Jiwa nasionalisme Chairil berkembang dalam kondisi zaman penjajahan Jepang. Ia menyatakan menentang penjajah saat berpidato di depan Angkatan Baru Pusat Kebudayaan, 7 Juli 1943. Sesudah kemerdekaan, sikap juangnya semakin kuat terlukis dalam puisi-puisinya yang lahir bukan hanya berdasar perenungan di balik meja. Peristiwa agresi militer Belanda I pada 21 Juli 1947 direkam Chairil dalam sajak berjudul “Krawang-Bekasi”. Kala itu, ia terlibat langsung dalam pertempuran. “Persetujuan dengan Bung Karno”, puisinya yang lain, menggambarkan pula suasana pergolakan setelah kemerdekaan 1945.

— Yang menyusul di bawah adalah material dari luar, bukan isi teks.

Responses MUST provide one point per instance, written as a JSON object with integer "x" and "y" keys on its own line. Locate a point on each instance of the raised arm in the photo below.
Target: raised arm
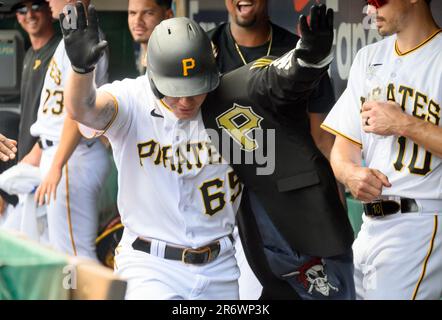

Tapak berkesenian Chairil yang demikian mencuatkan namanya sebagai pelopor angkatan 45 yang mendobrak angkatan sebelumnya. Chairil sendiri yang memilih “angkatan 45” untuk menyebut generasi seniman dan sastrawan sesudah masa perang. Baru sesudah ia meninggal pada 1949, banyak sastrawan menabalkan Chairil sebagai simbol angkatan 45.
Ia adalah penulis yang sangat produktif. Meninggal di usia 27, namun sepanjang hidupnya yang singkat itu ia telah membuat 70 sajak asli, 4 sajak saduran, 10 sajak terjemahan, 6 prosa asli, dan 4 prosa terjemahan. Terkenal dengan potret diri yang ikonik dalam pose mengisap sebatang rokok, Chairil menghasilkan sajak-sajak yang memperkaya khazanah sastra Indonesia.

#5
Jalan Pos Daendels
2017
Membentang dari Anyer, Jawa Barat sampai Panarukan, Jawa Timur, Jalan Raya Pos dibangun hanya dalam setahun, 1808-1809. Kala itu, Herman Willem menjabat Gubernur Jenderal Hindia Belanda. Buku ini mengisahkan liputan Tempo menyusuri ruas-ruas Jalan Raya Pos. Ada kawasan tempat perkebunan pekerja rodi di zaman Daendels, yang juga makam jenazah korban penembakan misterius Orde Baru. Terdapat pula kelenteng-kelenteng yang setiap Cap Go Meh menggelar arak-arakan melewati Jalan Pos Daendels. Tak hanya itu, tersaji kisah pencarian awal stasiun pos Daendels di Serang, Banten, serta lokalisasi di sepanjang Pantai Utara Jawa.